昔から「夜眠って、朝起きたら自分が家ではない知らない場所に辿り着いている」という想像をするのが好きで、今夜眠った後はきっと布団が魔法のじゅうたんみたいに窓から飛び出してどこかに連れて行ってくれるみたいな空想ばかりしていた。夜行バスはまさにそれだった。相応の料金が必要だという点と寝心地があまり良くないという点ではちょっと違うけど。眠っている間でさえここに居続けることが耐えきれない。さすがに今はそんなことはかなり少なくなったものの、学生時代はしばしばそんな風に耐えられなくなって、ここに居続けないために、移動し続けるために夜行バスを予約した。

 

 

学生時代、あらゆる場面で「奨学金を借りてる身でありながらこんな金の使い方をしていいのかな」と自問した。そしていつも結局、いいとか悪いとかではなく私はこの金を使うのだ、と自分に言い聞かせていた。もしかしたら奨学金を借りてる身で旅行なんて、と言う人がいるかもしれないけど、その人は私の人生の責任をとってくれるわけじゃない。返還にあたって金を出してくれるわけじゃない。奨学金の貸与を受けた際に使い道まで規定されていたわけではない。だから私はこの金を夜行バスに使う。誰にも文句は言わせない。お前に口を挟む権利はない。
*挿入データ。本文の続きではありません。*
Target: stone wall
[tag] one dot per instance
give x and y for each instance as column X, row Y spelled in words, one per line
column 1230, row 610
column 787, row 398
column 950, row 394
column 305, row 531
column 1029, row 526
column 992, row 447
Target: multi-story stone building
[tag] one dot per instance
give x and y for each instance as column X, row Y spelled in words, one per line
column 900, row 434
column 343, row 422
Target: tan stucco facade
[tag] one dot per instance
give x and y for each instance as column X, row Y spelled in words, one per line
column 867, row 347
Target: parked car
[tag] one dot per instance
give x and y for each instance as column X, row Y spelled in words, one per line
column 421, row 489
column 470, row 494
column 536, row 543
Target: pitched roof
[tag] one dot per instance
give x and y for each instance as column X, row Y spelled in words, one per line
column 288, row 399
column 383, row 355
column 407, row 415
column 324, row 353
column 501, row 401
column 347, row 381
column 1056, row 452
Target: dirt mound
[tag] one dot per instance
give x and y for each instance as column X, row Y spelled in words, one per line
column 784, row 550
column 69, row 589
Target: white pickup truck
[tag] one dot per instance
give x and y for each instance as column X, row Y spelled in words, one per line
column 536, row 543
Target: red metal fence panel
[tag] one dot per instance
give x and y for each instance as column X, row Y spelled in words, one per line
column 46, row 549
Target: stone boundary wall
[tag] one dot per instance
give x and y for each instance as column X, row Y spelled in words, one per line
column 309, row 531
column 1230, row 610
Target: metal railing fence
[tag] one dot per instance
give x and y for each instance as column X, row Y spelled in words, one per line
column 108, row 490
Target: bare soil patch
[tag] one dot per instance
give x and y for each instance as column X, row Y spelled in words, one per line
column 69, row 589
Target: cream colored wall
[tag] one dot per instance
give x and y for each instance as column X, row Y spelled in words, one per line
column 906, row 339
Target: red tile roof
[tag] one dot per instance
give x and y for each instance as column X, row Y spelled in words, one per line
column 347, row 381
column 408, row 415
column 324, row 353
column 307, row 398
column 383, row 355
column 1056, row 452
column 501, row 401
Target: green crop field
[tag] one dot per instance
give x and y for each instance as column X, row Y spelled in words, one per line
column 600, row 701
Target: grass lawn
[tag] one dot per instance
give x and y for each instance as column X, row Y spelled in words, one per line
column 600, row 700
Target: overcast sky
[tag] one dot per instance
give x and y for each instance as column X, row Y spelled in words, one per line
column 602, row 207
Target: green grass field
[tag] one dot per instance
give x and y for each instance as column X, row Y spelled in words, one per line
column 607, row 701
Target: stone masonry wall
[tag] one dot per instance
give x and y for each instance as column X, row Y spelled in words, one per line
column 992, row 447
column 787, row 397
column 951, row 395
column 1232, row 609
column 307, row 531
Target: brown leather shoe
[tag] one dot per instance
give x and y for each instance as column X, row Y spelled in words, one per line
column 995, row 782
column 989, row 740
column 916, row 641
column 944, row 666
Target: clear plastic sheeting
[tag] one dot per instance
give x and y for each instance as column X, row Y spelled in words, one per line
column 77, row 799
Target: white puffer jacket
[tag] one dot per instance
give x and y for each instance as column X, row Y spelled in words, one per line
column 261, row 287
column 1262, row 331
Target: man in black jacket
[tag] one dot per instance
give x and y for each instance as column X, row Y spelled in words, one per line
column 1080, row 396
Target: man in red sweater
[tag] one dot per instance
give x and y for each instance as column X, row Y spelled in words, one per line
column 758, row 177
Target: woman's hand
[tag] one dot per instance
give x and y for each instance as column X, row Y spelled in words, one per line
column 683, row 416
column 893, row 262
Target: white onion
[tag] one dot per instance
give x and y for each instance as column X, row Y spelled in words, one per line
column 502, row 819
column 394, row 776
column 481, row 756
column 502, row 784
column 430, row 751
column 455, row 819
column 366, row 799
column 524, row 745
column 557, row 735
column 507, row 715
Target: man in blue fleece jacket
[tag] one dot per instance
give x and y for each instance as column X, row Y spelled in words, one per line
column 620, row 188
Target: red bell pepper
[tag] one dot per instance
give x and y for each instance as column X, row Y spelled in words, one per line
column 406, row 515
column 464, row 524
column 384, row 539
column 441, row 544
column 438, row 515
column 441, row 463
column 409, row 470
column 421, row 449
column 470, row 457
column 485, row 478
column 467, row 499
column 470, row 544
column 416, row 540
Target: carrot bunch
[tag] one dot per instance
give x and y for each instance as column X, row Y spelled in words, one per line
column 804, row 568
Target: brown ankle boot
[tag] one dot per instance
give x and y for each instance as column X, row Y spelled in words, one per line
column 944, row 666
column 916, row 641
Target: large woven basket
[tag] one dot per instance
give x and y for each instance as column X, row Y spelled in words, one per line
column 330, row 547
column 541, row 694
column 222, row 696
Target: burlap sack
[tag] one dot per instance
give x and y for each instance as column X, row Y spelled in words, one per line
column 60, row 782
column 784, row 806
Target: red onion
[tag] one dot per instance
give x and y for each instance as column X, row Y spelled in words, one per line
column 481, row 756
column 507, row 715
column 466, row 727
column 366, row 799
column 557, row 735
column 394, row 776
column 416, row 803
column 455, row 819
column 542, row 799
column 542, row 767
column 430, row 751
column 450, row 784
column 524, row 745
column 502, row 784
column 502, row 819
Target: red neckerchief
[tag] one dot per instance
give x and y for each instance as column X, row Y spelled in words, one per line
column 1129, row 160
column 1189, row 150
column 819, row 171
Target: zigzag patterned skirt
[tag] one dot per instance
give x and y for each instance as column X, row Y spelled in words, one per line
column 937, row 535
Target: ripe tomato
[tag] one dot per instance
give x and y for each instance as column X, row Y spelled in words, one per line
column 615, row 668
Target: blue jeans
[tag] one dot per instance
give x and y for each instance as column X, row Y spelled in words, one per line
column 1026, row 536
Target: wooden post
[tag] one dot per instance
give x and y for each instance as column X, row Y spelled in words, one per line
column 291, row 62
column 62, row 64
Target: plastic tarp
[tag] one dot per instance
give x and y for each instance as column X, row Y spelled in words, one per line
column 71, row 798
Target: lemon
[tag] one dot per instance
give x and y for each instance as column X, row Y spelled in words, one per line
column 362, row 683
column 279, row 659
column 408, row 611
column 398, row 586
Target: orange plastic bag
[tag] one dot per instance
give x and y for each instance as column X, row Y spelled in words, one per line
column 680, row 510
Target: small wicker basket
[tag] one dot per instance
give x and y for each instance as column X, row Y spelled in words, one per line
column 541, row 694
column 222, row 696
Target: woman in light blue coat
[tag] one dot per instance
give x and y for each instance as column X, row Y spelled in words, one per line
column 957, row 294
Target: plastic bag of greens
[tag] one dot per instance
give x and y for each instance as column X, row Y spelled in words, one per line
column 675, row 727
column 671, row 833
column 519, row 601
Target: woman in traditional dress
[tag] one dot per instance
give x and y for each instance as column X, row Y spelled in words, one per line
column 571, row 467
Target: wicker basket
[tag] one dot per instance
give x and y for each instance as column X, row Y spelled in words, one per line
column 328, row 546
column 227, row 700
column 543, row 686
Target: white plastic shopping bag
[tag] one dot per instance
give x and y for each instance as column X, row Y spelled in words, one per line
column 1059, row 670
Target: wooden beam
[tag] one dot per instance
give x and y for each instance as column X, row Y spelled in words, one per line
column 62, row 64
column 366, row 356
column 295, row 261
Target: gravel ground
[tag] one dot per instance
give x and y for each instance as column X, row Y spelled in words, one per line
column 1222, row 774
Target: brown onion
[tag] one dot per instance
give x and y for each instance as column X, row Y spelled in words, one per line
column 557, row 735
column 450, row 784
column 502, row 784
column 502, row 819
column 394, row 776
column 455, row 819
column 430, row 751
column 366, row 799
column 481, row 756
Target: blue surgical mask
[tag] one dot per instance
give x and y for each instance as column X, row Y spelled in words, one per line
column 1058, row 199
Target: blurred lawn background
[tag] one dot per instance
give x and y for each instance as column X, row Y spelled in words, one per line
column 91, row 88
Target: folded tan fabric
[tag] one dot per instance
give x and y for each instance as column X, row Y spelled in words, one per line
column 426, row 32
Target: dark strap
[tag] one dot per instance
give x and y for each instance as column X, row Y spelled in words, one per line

今思うとあまりにトゲトゲしているけれど、学生の頃の自分はそんな風にして正しさや責任という言葉について常に考えていた。考えようとしていた。どうあるべきか、どうありたいか。今でも頻繁にわからなくなる。わかった気になってその実、わかっていないことも多い。難しい。今振り返ると学生の頃は強くなりたくて必死だったのだと思う。今はどうなんだろう。わからない。でも今日もなんだかんだ夜行バスを待っているので、あの頃よりはトゲトゲしてないにせよ根本は変わってないのかもしれない。別にそれを悪いことだとも思わない。

 

奨学金の貸与制度については世間で色々と言われているけれど、この制度がなかったら学生にさえなれなかったと思うと私はどちらかというと感謝している。奨学金を借りたという意味、返還するということについて何度も考えた。社会は不平等だ、みたいな言葉を初めて肌で感じて戸惑って、親から学費どころかお年玉までもらってる同期生に歯軋りしてはトゲトゲの針の本数を増やしていた。そうして身を覆った針で人を傷つけていたかもしれないので、奨学金には感謝しているけど、貧しさはない方がいいと思う。貧しいからこそ学べたと語られるものの大半はその実、貧しい中でも生きようとしたからこそ得たものであって、大事だったのは貧しかったことよりも生きようとしたことだったのではないかと思う。より良くであれ、地を這ってでもであれ、なんとなくであれ。